On Thursday, October 14, Arena Pharmaceuticals’ motion to dismiss a design defect lawsuit was partially granted by Missouri-based U.S. District Judge Greg Kays. Filed by Amy Davis, this lawsuit claims Arena’s weight loss medication Belviq had caused her breast cancer (diagnosed in November 2019). Judge Kays discovered the lawsuit could not specify how Arena played a role in the manufacturing of the now discontinued narcotic.

In early 2020 the growing concern of cancer led the U.S. Food and Drug Administration to recommended having the drug withdrawn from shelves. Despite several Belviq lawsuits filed soon after, the Judicial Panel on Multidistrict Litigation decided in August that it wasn’t enough to centralize them into multidistrict litigation.

From Davis’ Lawsuit, most claims survived the motion, including those alleging a violated duty of care to Davis by Arena’s negligence in failing to test the drug further for the potential to cause cancer.

Unfortunately, the Judge has issues with several design defect allegations, including complaints that combined the roles of Arena and Eisai Inc. (another pharmaceutical company), and statements that Arena was involved in the distribution and selling of the medication. However, Judge Kays also stated that the design defect claim may not be completely dead.
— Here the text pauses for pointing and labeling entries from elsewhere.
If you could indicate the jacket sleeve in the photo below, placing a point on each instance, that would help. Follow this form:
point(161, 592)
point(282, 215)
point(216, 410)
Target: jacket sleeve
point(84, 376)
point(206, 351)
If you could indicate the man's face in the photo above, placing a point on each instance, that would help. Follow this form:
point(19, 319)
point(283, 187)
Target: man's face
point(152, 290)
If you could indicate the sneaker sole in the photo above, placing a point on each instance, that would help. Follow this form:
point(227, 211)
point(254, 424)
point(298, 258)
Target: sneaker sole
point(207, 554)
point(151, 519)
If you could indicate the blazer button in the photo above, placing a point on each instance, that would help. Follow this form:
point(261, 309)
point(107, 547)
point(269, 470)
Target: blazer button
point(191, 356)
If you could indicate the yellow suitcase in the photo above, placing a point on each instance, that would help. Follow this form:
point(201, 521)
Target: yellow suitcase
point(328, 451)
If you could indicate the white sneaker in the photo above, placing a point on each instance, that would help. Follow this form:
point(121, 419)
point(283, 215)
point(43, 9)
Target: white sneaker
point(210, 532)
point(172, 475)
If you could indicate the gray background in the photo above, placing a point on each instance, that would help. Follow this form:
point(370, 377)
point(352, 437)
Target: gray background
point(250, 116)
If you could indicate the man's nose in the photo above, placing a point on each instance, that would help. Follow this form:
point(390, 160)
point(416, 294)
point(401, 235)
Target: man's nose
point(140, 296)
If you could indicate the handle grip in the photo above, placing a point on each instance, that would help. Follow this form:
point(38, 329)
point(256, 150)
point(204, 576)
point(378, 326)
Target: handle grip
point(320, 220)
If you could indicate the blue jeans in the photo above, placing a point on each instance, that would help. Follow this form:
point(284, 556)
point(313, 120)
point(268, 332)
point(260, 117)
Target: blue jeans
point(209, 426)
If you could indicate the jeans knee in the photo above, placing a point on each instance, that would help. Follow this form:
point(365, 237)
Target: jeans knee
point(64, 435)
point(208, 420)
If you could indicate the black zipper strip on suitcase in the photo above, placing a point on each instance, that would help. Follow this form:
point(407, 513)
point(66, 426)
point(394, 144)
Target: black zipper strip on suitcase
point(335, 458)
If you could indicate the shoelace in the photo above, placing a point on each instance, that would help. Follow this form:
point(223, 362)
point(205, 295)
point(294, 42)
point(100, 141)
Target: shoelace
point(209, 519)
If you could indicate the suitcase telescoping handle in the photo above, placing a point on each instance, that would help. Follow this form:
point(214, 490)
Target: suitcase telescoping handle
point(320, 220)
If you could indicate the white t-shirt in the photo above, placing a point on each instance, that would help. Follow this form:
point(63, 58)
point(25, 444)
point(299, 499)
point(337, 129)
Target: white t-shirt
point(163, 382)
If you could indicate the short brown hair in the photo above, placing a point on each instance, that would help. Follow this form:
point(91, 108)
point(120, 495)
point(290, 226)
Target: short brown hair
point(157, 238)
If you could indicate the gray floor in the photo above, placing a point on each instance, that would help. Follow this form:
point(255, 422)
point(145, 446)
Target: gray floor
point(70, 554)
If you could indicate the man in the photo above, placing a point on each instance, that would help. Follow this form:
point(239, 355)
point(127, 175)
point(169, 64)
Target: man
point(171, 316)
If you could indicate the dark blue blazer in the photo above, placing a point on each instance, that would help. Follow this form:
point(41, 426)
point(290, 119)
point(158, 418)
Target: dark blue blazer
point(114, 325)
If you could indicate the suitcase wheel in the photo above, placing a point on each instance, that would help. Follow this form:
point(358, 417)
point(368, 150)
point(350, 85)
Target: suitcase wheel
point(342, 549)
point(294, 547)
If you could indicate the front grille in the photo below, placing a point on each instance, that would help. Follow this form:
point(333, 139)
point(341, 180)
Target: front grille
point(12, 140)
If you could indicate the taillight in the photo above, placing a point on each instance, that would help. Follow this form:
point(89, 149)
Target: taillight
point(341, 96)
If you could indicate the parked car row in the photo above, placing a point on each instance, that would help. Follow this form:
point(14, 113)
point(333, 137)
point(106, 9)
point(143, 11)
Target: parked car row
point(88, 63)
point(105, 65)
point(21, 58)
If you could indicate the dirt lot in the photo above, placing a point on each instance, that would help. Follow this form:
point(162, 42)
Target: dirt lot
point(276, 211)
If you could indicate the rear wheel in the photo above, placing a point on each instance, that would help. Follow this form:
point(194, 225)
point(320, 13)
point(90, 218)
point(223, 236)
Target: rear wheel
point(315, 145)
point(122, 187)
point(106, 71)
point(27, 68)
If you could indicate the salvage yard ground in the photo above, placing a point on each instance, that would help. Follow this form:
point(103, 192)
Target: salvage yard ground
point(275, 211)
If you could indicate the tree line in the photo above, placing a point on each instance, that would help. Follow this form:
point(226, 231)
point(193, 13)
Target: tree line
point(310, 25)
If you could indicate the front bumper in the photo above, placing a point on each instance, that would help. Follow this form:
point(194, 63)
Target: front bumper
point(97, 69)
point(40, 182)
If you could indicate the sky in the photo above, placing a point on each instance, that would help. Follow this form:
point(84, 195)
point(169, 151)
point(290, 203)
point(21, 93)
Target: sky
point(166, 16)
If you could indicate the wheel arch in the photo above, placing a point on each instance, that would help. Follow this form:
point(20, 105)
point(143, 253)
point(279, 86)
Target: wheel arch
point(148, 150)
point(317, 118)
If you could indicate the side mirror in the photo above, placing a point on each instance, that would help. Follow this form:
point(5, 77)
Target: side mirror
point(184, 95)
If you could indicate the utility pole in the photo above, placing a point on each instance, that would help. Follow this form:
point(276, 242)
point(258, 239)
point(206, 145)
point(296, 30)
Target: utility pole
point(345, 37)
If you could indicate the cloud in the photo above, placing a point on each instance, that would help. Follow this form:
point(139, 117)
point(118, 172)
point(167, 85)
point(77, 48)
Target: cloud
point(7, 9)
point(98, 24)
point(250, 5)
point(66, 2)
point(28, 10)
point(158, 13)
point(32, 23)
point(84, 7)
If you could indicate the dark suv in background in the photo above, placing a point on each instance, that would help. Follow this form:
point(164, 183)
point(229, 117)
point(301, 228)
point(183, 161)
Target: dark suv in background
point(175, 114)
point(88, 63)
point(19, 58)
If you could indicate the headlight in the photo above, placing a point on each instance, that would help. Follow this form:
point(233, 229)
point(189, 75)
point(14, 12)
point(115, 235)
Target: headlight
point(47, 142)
Amy Davis is a Kansas City, MO, resident who, according to her complaint, began using Belviq to help with weight loss and “diet control” in 2017. In her claims, she states that Belviq advertisements included some breast side effects (such as lactation and shrinkage) but nothing related to breast cancer, pancreatic cancer, or other forms of cancer.

Davis’ claim of Arena’s failure to warn about breast cancer was among the allegations that survived the motion, but, as Judge Kays said, the claim can go only as far as the company failing to provide adequate warnings to Davis’ doctor.

With Arena making the argument that it can’t be held liable for failure to warn on a product it never sold in the US, Davis’ claims may not make it to trial. The Judge stated, “it appears these claims could be resolved in the near future on a motion for summary judgment.”